As we continue to organize around media issues, we need to be aware that the regulatory environment is shifting. Which agency has jurisdiction over which issues? While media activists were scoring a long shot against the FCC, the FEC was calling the shots for a different ball game. Recently, the NRA, in what I can’t help but admire as a brilliant move, struck a deal with Sirius radio, a struggling satellite radio enterprise, to broadcast “NRANews.” Unlike non-profit advocacy groups, which are required by McCain-Feingold to stop advertising 30-60 days before an election, media outlets are allowed to endorse candidates and editorialize right until the polls close in Honolulu. Unless, of course, they happen to be Michael Moore. A conservative group has asked the FEC to investigate whether the promotional materials for Fahrenheit 9/11, Moore’s hit documentary, should be regulated as political ads. Now it seems that the FEC or the FCC or the courts will also have to clarify what constitutes a “media outlet.” One proposed definition is an organization that derives a majority of its revenues from subscriptions or advertising. Ironically, this has the potential to place restrictions on non-profit media that are subsidized by grants and grassroots donations and to legitimize the argument that only commercial media deserve unlimited advocacy rights. Under this definition, some old reliable progressive media outlets, like Alternet or Mother Jones, could be subject to non-profit advocacy limits.
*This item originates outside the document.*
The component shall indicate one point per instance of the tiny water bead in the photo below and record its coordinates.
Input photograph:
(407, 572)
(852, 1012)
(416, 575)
If that isn’t confusing enough, it is not clear who will call the shots on non-profit advocacy and issue education rules. Facing a flurry of new non-profits (so-called 527, c3 and c4 groups) to compete with President Bush’s huge war chest, two Republican FEC commissioners demanded that the FEC redefine advocacy limits for non-profits. The problem is, of course, that the IRS already has a woefully misunderstood set of rules for non-profit advocacy, lobbying and electoral activity. To the relief of many and the chagrin of others, the FEC ducked the question by deciding it could not change the rules six months before the elections. The 527s were allowed to stay in the game until November, but the FEC or the IRS will eventually have to clarify the rules. So get ready for another debate about non-profit advocacy rights. If we want to win the game for media reform, we’ll have to pay attention to who is calling the shots and where new lines are being drawn on the field.
Answers to Media Acronym Quiz:
1. What do NRA and NOW (the National Organization for Women) have in common? They both lobbied against the FCC’s deregulation of media ownership.
2. What do NRA and NPR have in common? They are both “media outlets” and are allowed to continue campaigning until the elections, unlike nonprofit advocacy groups.
3. What do NPR and NAB (the National Association of Broadcasters) have in common? They both lobbied against creating 1,000 new low-power radio stations.
4. What do NAB and NCRP have in common? The letter N.